Consistent with these factors, every year during September I try to encourage readers to set aside time to plan for those emergencies that - hopefully – will never happen. Even so, since it is a national initiative; it will bode well for each of us to at least consider this topic and to seek to become part of the solution – rather than add to the challenges – in the event that we are faced with an emergency situation.
In disaster preparedness, the saying is, “The first 72 is on you,” meaning that in the first 72 hours following a disaster, residents should be able to take care of themselves - unless, of course, they are injured. This year, the recommendation has been extended to encourage every household to prepare to survive for at least two weeks without assistance from authorities.
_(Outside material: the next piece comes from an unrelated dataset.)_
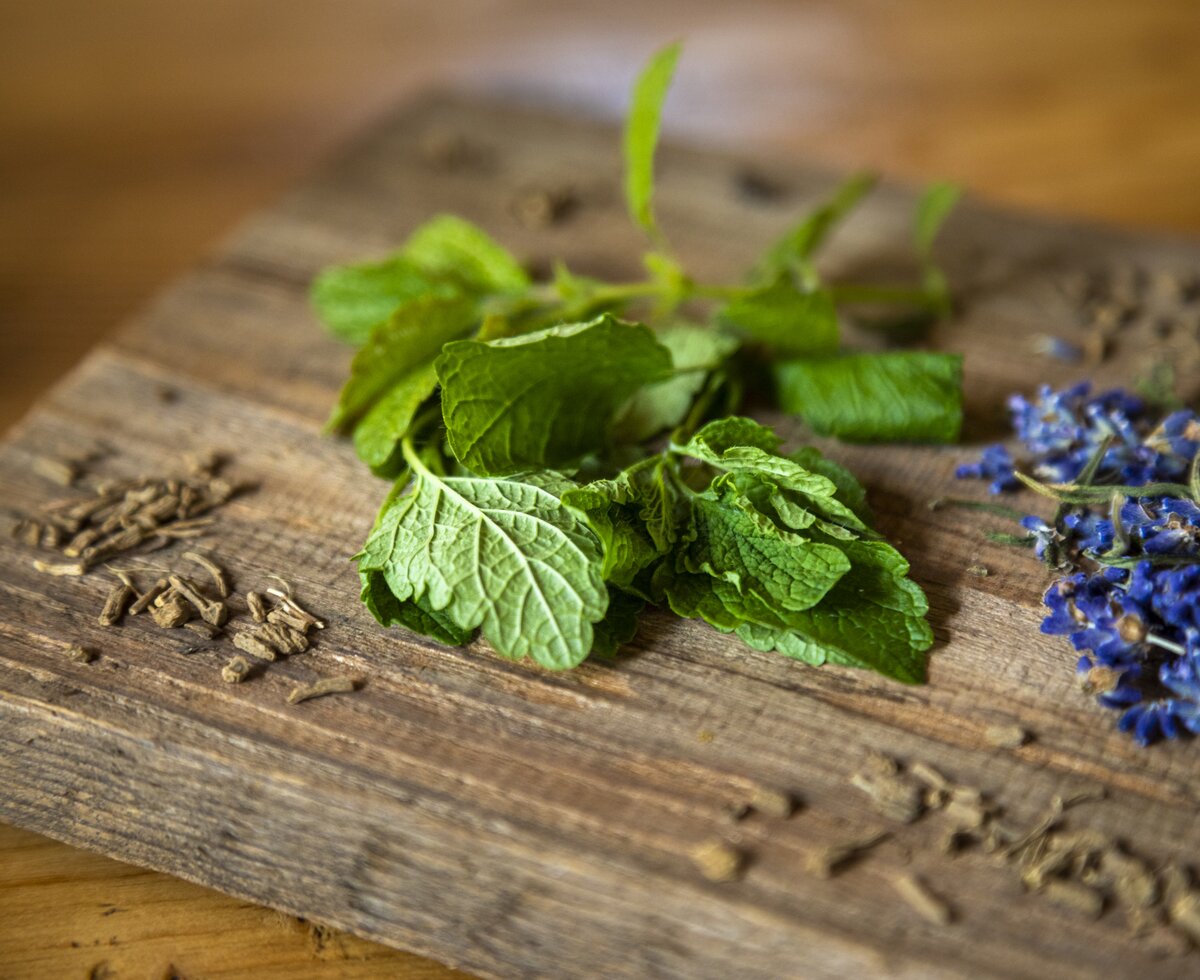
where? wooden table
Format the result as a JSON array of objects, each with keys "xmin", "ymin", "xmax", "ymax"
[{"xmin": 0, "ymin": 2, "xmax": 1200, "ymax": 976}]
With that in mind, this week and next I will provide 10 questions – 5 each week - to assess our level of personal preparedness. The idea is to develop a “score sheet” that can then be converted into an action plan to upgrade our personal level of readiness.
Check these next 5 questions (5 more next week):
1. Do we have a personal emergency plan?
We should have a plan specific to the emergency scenarios that are likely to impact our region. For some areas, flooding is a concern; for others, it could be an earthquake; for all of us, it is preparation for terrorist and/or active shooter scenarios. We can ask ourselves, “Do we have a plan for communicating with our family members, sheltering in place, supplies in our car(s0 if we are away from our home, and – if necessary - leaving our home on short or no-notice?
2. Do we have a two-week supply of non-perishable food at home so that we are able to survive without electricity if the local or regional power grid is disrupted?
“Trail mix,” high-calorie nutrition bars, canned chicken, canned fruit, canned -- anything that is ready to eat without the need to be heated/cooked and that is easy to open without power. It is also a good idea to develop a strategy to rotate these items so that they remain fresh (consult the expiration dates on packaging).
3. Do we have at least one gallon of water per day for each family member that will last at least three days?
For most people, if power is lost, the ability to turn on the faucet and have water available is compromised – and/or the public water source may have become contaminated and unsafe to drink. The recommended minimum is one gallon per person per day – add more if cooking is included (outdoor barbeque?) and bathing is in the plan.
4. Do we have cash on hand, mostly in small bills - $1, $5, $10 – to use for acquiring supplies that we don’t have or in the event that we run out of something vital to our personal well-being.
Based on the nature of the event, banks and ATM’s, and credit-card or other electronic charging systems may not function for a period of time. In such an event, having cash on hand would be good preparation to make basic purchases.
5. Do we have a well-thought-through “Go Bag” assembled and ready for no-notice departure in the event that we need – or are required - to leave home quickly (for an unknown duration)? – possibly longer than a couple days.
FEMA recommends this bag includes water, food, battery-powered or hand-crank radio, hand-crank flashlight, batteries, a first aid kit, a filter mask, whistle, a manual can opener, duct tape with plastic sheeting, garbage bags and ties, and any family-specific needs (prescription meds, pet food/supplies, infant formula/diapers, and important family identification documents). My personal plan is that I keep these items in my car in a small backpack with a change of shoes for walking distances if needed. Alternately we could utilize a duffle bag or a 5-gallon bucket.
By providing this information my goal is to participate in the Nation’s “Preparedness Month” activity in order to be prepared to care for ourselves and our loved ones for several days or weeks until the local and regional authorities can implement a recovery plan.